Roman Abramovich, the Russian billionaire owner of Chelsea football club, was on a business trip in Baku when he had a craving for sushi. While the Azerbaijan capital ranks as one of the world’s most expensive, it is not famed for its Japanese food. Abramovich, however, was undeterred.

He simply told one of his aides to order sushi from a London restaurant, drive it to Luton airport, and fly it in his Gulfstream jet to Baku. At an estimated cost of £40,000 ($65,000), it is believed to be the most expensive takeaway in history.

Whether used for ordering food or simply getting from one place to another, private jet travel, which was shunned at the start of the recession as a sign of insensitive opulence, has begun to recover, with usage in Europe edging back towards the pre-crash levels of 2007.

This mini-recovery is welcome news for the industry’s interior designers. Those for whom money is no object are once again beginning to fill their jets with Jacuzzis, cinemas and full-service kitchens.

A midsized airplane refurbished by an internationally known designer will typically involve a fee of about $400,000, companies say. However all work is required to go through a “completion center”, as aircraft can only be worked on by certified engineers.

This can see a simple interior typically cost $1million for work and materials. For a new transcontinental-sized craft, such as the $50 million Bombardier Global 6000, the cost can be as high as $15 million.

“The private jet interior market is a very small one but we take care of each client’s particular needs,” says Bijan Khezri, managing director of TAG Aircraft Interiors. “It is a very private market – people don’t like to go screaming from the top of the roofs about what they have – but people want comfort and uniqueness.”

This need to differentiate one wealthy man’s jet from another drew numerous multinationals into luxury aircraft design in the years before the financial crisis.

BMW , Lufthansa Technik and Edése Doret have for several years lent their technical expertise to installing lighting systems, control panels and other gadgets in jets, while fashion houses such as Hermès and Versace sell jets crafted by their own designers.

The $6 million L’Hélicoptère par Hermès, a Eurocopter EC135 designed by the French fashion house, features brown calf leather seating and a white canvas cockpit, and several diamanté embossed renditions of the company’s logo inside. The first was reportedly sold to Abu Dhabi in 2009.

Elsewhere, Versace worked with the Anglo-Italian helicopter manufacturer AgustaWestland to design an aircraft using only black and white.
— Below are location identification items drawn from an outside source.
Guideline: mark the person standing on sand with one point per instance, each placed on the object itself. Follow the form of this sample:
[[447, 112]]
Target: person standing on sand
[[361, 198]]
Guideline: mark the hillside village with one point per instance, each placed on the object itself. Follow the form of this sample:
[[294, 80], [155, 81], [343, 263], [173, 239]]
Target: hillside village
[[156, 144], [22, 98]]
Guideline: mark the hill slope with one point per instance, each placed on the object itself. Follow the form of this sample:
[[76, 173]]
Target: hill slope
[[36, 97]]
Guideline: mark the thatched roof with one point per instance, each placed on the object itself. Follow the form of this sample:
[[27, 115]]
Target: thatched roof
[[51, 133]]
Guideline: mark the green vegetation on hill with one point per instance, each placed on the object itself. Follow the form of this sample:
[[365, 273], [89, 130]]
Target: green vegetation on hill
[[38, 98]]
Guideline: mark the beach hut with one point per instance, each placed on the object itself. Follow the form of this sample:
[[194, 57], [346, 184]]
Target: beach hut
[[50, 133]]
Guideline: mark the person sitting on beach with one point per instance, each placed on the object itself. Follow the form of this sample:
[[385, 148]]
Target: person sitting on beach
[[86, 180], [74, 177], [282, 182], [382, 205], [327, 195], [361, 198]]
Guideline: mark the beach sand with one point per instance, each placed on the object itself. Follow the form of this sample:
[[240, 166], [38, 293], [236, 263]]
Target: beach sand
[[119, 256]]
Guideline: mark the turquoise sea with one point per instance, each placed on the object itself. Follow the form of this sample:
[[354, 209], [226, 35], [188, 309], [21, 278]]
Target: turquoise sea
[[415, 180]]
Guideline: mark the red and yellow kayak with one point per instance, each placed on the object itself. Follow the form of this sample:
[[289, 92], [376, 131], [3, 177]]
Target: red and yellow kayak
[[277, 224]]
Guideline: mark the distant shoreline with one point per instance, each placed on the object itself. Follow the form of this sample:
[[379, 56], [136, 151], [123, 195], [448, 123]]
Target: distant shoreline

At the most recent Business Jet Interiors world expo, some of the latest innovations included touchscreen panels for passengers to control the lighting and cinema systems from their seats, on-board aquariums surrounded by grass, and ultra-lightweight, unbreakable glass to reduce the total load of the aircraft.

Other high-priority designs are communications systems that work effectively in the air, where a strong high-speed internet signal is still difficult to achieve. “Everyone wants the best communication in their planes, and all the companies are trying to find the best solution to that,” says Khezri. “You need to be able to communicate with everybody while you are flying and high-speed internet in the air is something where the technology is slowly getting there.”

Howard Guy of Design Q, a UK-based consultancy that specializes in tailored designs for cars, jets and boats, says: “When you get into the larger aircraft it becomes like a hotel, with dozens of staff supporting the plane based in a galley area down below. You have very comprehensive cooking facilities, and on larger aircraft we have looked at theatres, with spiral staircases and a Steinway grand piano.”

Three years ago, Design Q was given the challenge of drawing up one of the most ambitious jet designs of recent times, based on an Airbus A380 jumbo jet, normally used to seat 600 passengers.

The design, commissioned by an unnamed customer from the Middle East, included a garage at its rear, where guests could drive directly on to the jet and exit on to a red carpet. Once on board, the modified jet contains a lift to move between its three floors, a circular staircase, and a small concert hall with baby grand piano.

Elsewhere on board is a Turkish bath, specially crafted from marble thin enough not to add excessive weight to the aircraft, and a “well-being room”, where the floor contains a large screen that shows where the airplane is flying over. In the center of the jet is a boardroom featuring an outsized iTouch screen, and a projector that beams share prices on to the tables.

Unfortunately for the consultancy, the eventual bid for the airplane did not come through, with the project also struggling to find a hangar large enough to assume the risk of a project estimated to be worth £1 billion ($1.6 billion).

Yet even the wealthiest clients must accept the physical limitations that exist when cramming often heavy equipment inside an aircraft that must pass rigorous safety checks while remaining light enough to keep fuel consumption under control.

It is this less glamorous side to aircraft interior design that remains a challenge for the most adventurous companies working in the field. “What you see on the surface of a plane is really not what it costs, it is what is underneath that is the real cost – the wires and the safety devices,” says Khezri.

This also means there can be little incentive for designers of regular household products to make versions that have undergone the testing to be suitable for use inside an aircraft, with a simple DVD player for use on board costing as much as $5,000.

“The limitations for what you can put inside a plane are pretty much the limits of physics, and even money cannot always overcome that,” says Guy. “Even so, people are still always trying to push them.”